The Greens NSW policy on older people includes:

  • Improve access for older people to formal and informal educational opportunities, including:
  • community education, community arts programs and literary skills upgrading.
  • Continuing education (Adult Education, School for Seniors, University of the Third Age).
  • The involvement of older people in the planning, implementation and evaluation of programs relevant to them.
  • Stability in funding and service delivery in these programs.
  • Prioritise education and training and wage conditions related to aged care, to encourage more people to enter the sector as workers.

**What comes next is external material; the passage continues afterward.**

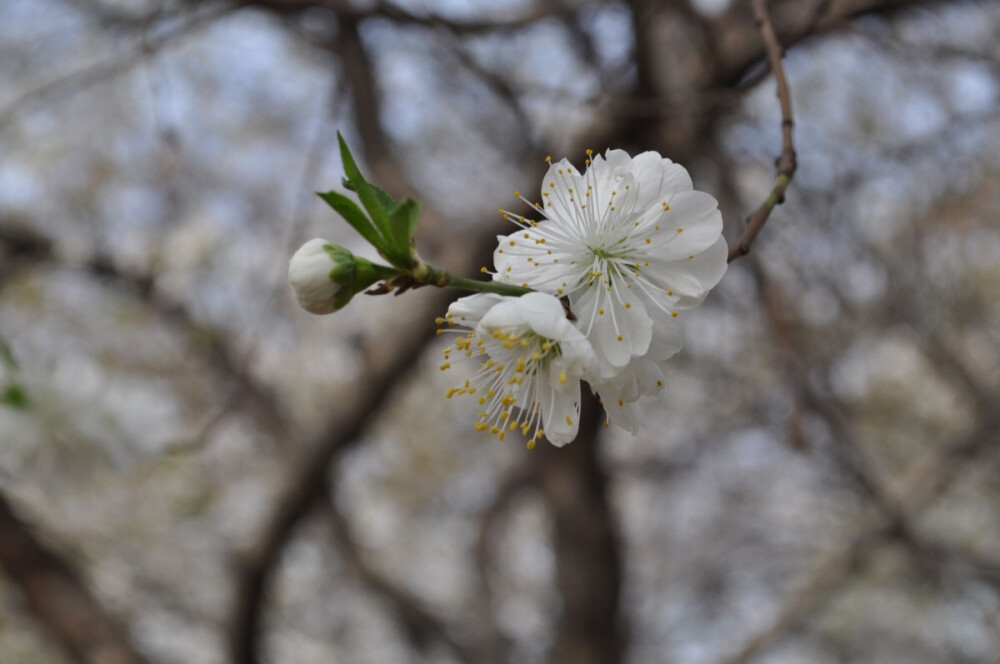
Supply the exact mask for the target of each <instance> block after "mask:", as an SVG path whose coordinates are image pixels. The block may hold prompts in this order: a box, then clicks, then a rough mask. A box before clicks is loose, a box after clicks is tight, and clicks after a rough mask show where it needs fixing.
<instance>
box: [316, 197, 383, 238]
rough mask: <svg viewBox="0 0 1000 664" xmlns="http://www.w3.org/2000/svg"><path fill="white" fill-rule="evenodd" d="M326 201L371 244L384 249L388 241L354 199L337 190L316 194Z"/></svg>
mask: <svg viewBox="0 0 1000 664" xmlns="http://www.w3.org/2000/svg"><path fill="white" fill-rule="evenodd" d="M316 195H317V196H319V197H320V198H322V199H323V200H324V201H326V203H327V205H329V206H330V207H332V208H333V209H334V210H336V211H337V213H338V214H339V215H340V216H341V217H343V218H344V221H346V222H347V223H349V224H350V225H351V227H352V228H353V229H354V230H356V231H357V232H358V233H360V234H361V237H363V238H364V239H366V240H367V241H368V243H369V244H371V245H372V246H373V247H375V248H376V249H378V250H380V251H381V250H382V249H383V247H384V246H385V244H386V241H385V240H383V239H382V237H381V236H380V235H379V232H378V230H377V229H376V228H375V227H374V226H373V225H372V222H371V221H370V220H369V219H368V217H366V216H365V213H364V212H362V211H361V208H359V207H358V206H357V205H356V204H355V203H354V201H352V200H351V199H350V198H348V197H347V196H344V195H343V194H340V193H337V192H336V191H327V192H325V193H324V192H317V194H316Z"/></svg>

The Greens NSW policy on regional development includes:

  • There are benefits to encouraging decentralisation and development of regional towns and communities.
  • Regional development can only be successful if there are adequate employment, health, communication, broadband and educational services and activities.
  • In working with federal and local governments and the community, cooperative, and not-for-profit sectors to identify opportunities in regional NSW, and assist them in locating to these areas.
  • Regional development is an integral part of reducing youth unemployment in regional NSW.
  • Identification of business opportunities that can be developed in regional NSW and work to identify public, community, co-operative, and not-for-profit partners.
  • Consider projects including research centres, higher and technical education, large business service centres, small businesses and start-up businesses.
  • Develop incentives for regional training programs with a focus on youth training as part of regional development.
  • Maintain fully-funded public ownership of all regional infrastructure including transport, water, energy, public schools, TAFE colleges, medical, and community service facilities.


Other relevant Greens NSW policies are those on disabilities and social equity.